Ve çevrendekilerin ne hissettiğini bir kenara bırakıp kendin için değerli bir şeyler yapmaya başladığında, işte o zaman kimse “başarılı” olduğunu düşünmese de kendini gerçekten “başarılı” hissediyorsun.

Örneğin o zorlu yolculuğa çıktığında… Örneğin “İşine sahip çık”, “Ekmek aslanın ağzında” bilinçaltı mesajlarını bir kenara bırakıp ayaklarının geri geri gittiği işinden ayrıldığında… Örneğin “Bu işte para yok”, “ Bu işin geleceği yok” cümlelerini duymayıp, hayalini kurduğun işi yapmaya başladığında… Örneğin herkesin “Olmaz” dediği, “Yapma” dediği, o zor kararı verdiğinde…

Evet biraz sancılı olacak, bazı kararlarından sonra bir bakacaksın senden başka herkes mutsuz, kabullenememiş, ama sen kendini iyi hissediyorsun, doğru yolda. İşte devam etmen gereken yer burası. Tamamlanma duygunun peşinden gittiğinde, seni gerçekten seven herkes seninle birlikte mutlu olacak, belki zaman alacak ama anlayacaklar. Senin enerjin, içinde hissettiğin başarı, tüm çevreni ve tepkileri değiştirmeye yetecek.

Haydi gelin bu hafta bize öğretilen “başarı” tanımlarını içimizden silkeleyip, oraya buraya saçılan ama bize ait olmayan tanımlardan kurtulma zamanı olsun. Terfi yerine gelişmek, takdir almak yerine birinin yaşamına dokunmak, ideal evlat, eş yerine kendin olmak gibi… 

Kendimizin “başarı” tanımını yeniden yazalım kısacası, ama bu sefer hissederek, kendimizi merkeze koyarak, neden olduğunu anlayarak.

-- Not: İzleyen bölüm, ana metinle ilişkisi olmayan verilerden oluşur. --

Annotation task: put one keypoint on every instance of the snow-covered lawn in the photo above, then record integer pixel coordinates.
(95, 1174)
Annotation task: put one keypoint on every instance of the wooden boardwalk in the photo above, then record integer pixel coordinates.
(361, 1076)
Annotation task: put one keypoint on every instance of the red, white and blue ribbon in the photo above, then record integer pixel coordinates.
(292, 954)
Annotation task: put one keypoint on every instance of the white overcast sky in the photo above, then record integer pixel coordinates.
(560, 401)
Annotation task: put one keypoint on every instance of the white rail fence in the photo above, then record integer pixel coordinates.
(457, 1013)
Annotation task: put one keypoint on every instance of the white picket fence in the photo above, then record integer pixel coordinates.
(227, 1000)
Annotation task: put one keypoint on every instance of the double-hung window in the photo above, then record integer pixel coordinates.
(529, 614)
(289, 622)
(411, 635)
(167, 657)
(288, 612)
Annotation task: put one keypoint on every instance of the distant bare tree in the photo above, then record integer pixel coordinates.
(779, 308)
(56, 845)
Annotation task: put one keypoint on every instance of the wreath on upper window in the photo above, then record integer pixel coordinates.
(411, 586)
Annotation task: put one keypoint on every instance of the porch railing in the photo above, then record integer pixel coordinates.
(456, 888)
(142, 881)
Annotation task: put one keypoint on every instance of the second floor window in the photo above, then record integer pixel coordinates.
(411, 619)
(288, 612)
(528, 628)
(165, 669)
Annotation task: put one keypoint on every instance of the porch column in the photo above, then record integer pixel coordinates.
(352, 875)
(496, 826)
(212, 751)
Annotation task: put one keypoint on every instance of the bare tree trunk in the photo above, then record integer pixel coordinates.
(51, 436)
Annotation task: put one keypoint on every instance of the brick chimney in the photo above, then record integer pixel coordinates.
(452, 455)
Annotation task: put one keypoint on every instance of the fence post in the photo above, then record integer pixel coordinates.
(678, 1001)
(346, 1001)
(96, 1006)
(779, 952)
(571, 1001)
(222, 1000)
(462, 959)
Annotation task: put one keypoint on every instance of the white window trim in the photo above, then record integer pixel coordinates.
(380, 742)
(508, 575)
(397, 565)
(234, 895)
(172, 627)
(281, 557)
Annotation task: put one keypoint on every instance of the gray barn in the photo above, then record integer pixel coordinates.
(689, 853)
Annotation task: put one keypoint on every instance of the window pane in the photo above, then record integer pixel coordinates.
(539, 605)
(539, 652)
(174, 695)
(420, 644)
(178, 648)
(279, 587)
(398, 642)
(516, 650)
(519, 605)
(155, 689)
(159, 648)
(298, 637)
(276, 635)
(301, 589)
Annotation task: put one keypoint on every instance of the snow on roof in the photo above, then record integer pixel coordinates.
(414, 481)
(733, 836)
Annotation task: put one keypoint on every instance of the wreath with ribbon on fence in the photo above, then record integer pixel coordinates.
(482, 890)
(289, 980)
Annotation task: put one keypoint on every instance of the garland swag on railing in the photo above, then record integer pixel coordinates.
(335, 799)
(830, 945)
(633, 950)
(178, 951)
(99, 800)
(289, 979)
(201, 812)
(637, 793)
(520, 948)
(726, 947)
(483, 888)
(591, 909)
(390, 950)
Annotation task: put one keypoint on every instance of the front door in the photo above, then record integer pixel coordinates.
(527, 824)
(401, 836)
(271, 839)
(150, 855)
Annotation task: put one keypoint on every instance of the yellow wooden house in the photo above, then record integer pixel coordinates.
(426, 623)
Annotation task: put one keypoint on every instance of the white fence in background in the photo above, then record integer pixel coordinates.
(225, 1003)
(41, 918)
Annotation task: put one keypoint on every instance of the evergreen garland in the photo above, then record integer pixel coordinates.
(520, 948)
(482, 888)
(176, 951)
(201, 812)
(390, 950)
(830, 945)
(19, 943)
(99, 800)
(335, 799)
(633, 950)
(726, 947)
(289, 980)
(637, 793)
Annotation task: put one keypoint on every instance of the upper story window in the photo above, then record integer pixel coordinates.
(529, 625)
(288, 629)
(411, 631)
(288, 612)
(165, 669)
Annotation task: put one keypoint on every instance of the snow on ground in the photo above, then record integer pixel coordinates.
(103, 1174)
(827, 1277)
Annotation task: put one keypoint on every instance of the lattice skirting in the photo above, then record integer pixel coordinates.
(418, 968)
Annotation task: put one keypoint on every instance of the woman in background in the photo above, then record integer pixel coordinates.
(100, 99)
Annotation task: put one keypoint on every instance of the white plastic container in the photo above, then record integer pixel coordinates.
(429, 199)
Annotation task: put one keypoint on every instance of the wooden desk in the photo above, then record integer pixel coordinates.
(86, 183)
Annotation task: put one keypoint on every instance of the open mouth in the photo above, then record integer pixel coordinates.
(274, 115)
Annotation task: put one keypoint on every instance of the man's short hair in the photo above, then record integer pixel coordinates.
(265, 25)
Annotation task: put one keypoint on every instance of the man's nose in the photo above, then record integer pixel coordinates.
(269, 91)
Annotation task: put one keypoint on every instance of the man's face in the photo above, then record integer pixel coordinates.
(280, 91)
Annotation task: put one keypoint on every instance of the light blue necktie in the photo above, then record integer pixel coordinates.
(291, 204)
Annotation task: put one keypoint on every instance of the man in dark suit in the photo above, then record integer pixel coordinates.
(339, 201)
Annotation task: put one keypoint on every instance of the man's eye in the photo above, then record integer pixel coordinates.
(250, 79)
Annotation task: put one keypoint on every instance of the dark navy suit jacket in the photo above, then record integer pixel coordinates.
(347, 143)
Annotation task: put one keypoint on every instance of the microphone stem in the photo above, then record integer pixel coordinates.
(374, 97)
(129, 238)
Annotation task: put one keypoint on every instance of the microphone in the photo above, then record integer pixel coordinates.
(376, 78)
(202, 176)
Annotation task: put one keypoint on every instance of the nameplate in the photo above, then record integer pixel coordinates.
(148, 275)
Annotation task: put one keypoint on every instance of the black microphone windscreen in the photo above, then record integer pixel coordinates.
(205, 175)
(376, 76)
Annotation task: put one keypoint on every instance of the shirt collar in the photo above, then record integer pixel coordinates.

İlginizi çekebilir: Siz kimsiniz: Mesleğinizden çok daha fazlası olduğunuzu unutmayın

Özlem Taylan: İçimde bir yerlerde kelimeleri hiç bitmeyen o kız çocuğunu dinlemeyi öğrendiğimde anladım hayallerimi gerçekleştirmenin yolunun deneyimlemekten geçtiğini… Deneyimledikçe dünyam büyüdü, içime sığmaz oldu, kelimelere döküldü. Yazıyorum, okuyorum, seyahat ediyorum, yürüyorum, koşuyorum, yoga yapıyorum. Aktif olarak çalışıyorum, üretiyorum, eğitimler veriyorum, koçluk yapıyorum. Hepsinden öte çiçeği burnunda bir anneyim, kızımla beraber büyüyorum. Burada sadece okuduğum okullarla, mesleğimle ya da pozisyonlarla değil, kimliklerden arınmış, şapkalardan arınmış bir Özlem olarak yazıyorum. Her yazı da aslında kendi sorularıma cevap arıyorum. Benim yolculuğum her gün kendimi yeniden keşfetmek üzerine, hadi siz de bana katılın..

Geleneksel lezzetlerden vazgeçmeden bitki bazlı beslenmek isteyenlere: Fine Life Fermente Kajulu İçecek

Son yıllarda sağlıklı beslenme ve bilinçli tüketim alışkanlıklarının, daha önce hiç olmadığı kadar ilgi gördüğü kesin. Veganlık, vejetaryenlik, fleksitaryen gibi bitki bazlı beslenme türleri, sadece etik ve çevresel nedenlerle değil, aynı zamanda bütüncül sağlık açısından sunduğu çeşitli faydalar nedeniyle de dünya genelinde hızla yayılmaya devam ediyor. Bitki bazlı beslenme alışkanlıklarına yönelik talepler hızla artarken çok sayıda bitki bazlı ürün de raflardaki yerini alıyor. Özellikle süt ürünlerine alternatif arayanlar için çok sayıda ürün piyasaya sürülüyor. Bu konuda öncü isimlerden biri olan Metro Türkiye de “Sofrada herkese yer var!” mottosuyla tüketicilerin ihtiyaçlarına, yenilikçi ürünlerle cevap veriyor.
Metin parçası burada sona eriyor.